En rendant les films disponibles sur HBO Max (et, espérons-le, sur d’autres services à l’avenir) le jour même de leur sortie en salle, les personnes qui n’auraient pas les moyens de se rendre au cinéma pour chaque nouvelle sortie ou qui préféreraient ne pas perturber l’expérience des autres pour une raison ou une autre, peuvent tout de même participer à l’expérience commune que procure un nouveau film. Ils n’ont pas à manquer la conversation qui entoure le film ou à se sentir exclus du dernier phénomène de la culture pop.

En fait, contrairement aux commentaires de Nolan, la sortie des films sur les services de streaming le même jour que dans les salles de cinéma ne démantèle pas la machine de Warner Bros. Pictures pour faire connaître le travail d’un cinéaste au public – elle améliore cette machine.

Back Yard Theater

Alors, où est l’argent ?

En parlant de la décision de WarnerMedia, Nolan a ajouté qu’elle “n’a aucun sens économique”.

Et à cet égard, il a raison : Il y a de grandes questions économiques auxquelles il faut répondre si l’on veut que cette grande expérience fonctionne.

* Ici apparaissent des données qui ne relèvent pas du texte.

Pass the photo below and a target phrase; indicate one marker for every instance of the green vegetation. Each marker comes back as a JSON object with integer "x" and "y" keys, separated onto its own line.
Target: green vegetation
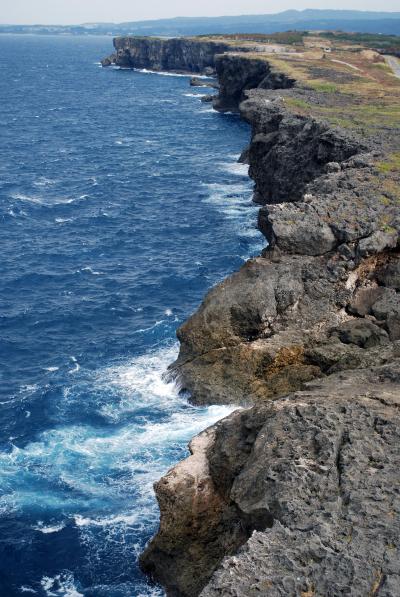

L’architecture financière de l’industrie cinématographique est un système compliqué et fragile, construit sur d’innombrables contrats et accords établissant qui est payé et combien il gagne en fonction de divers critères commerciaux et critiques. Bien que les services de streaming existent depuis relativement longtemps (selon les normes hollywoodiennes), le paysage du streaming reste une frontière instable – et volatile – lorsqu’il s’agit de faire des films.

Par exemple, tous les studios ne peuvent pas suivre la formule de Netflix et injecter des tas d’argent dans des projets sans garantie de retour, et malgré la nature de plus en plus consolidée des médias, la plupart des studios de cinéma n’ont pas le genre de filet de sécurité de plusieurs milliards de dollars qu’Amazon Studios a intégré dans ses projets cinématographiques. Si WarnerMedia veut faire de ses plans pour 2021 une voie financièrement viable pour l’industrie cinématographique, elle a de gros problèmes à résoudre dans ce domaine – mais il faut reconnaître à la société le mérite d’avoir fait un premier pas risqué dans cette direction.

En fin de compte, le plan de streaming des studios sera probablement considéré comme un succès ou un échec sur la base de critères économiques, et non en raison de la menace qu’il représente pour une perception trop rose et nostalgique de l’expérience cinématographique. La façon dont nous vivons les films est un travail en constante évolution, et si les cinéastes et la presse cinématographique sont réellement et sincèrement soucieux de rendre l’expérience cinématographique à la fois positive et commune, comprendre un peu mieux le public du cinéma moderne – en particulier la façon dont il préfère vivre les films, s’il a le choix – contribuera grandement à atteindre cet objectif.

Après tout, une chose qu’Internet et l’utilisation que nous en faisons actuellement, alimentée par une pandémie, ont rendu très claire, c’est qu’il est toujours possible de vivre une expérience commune sans être dans la même pièce.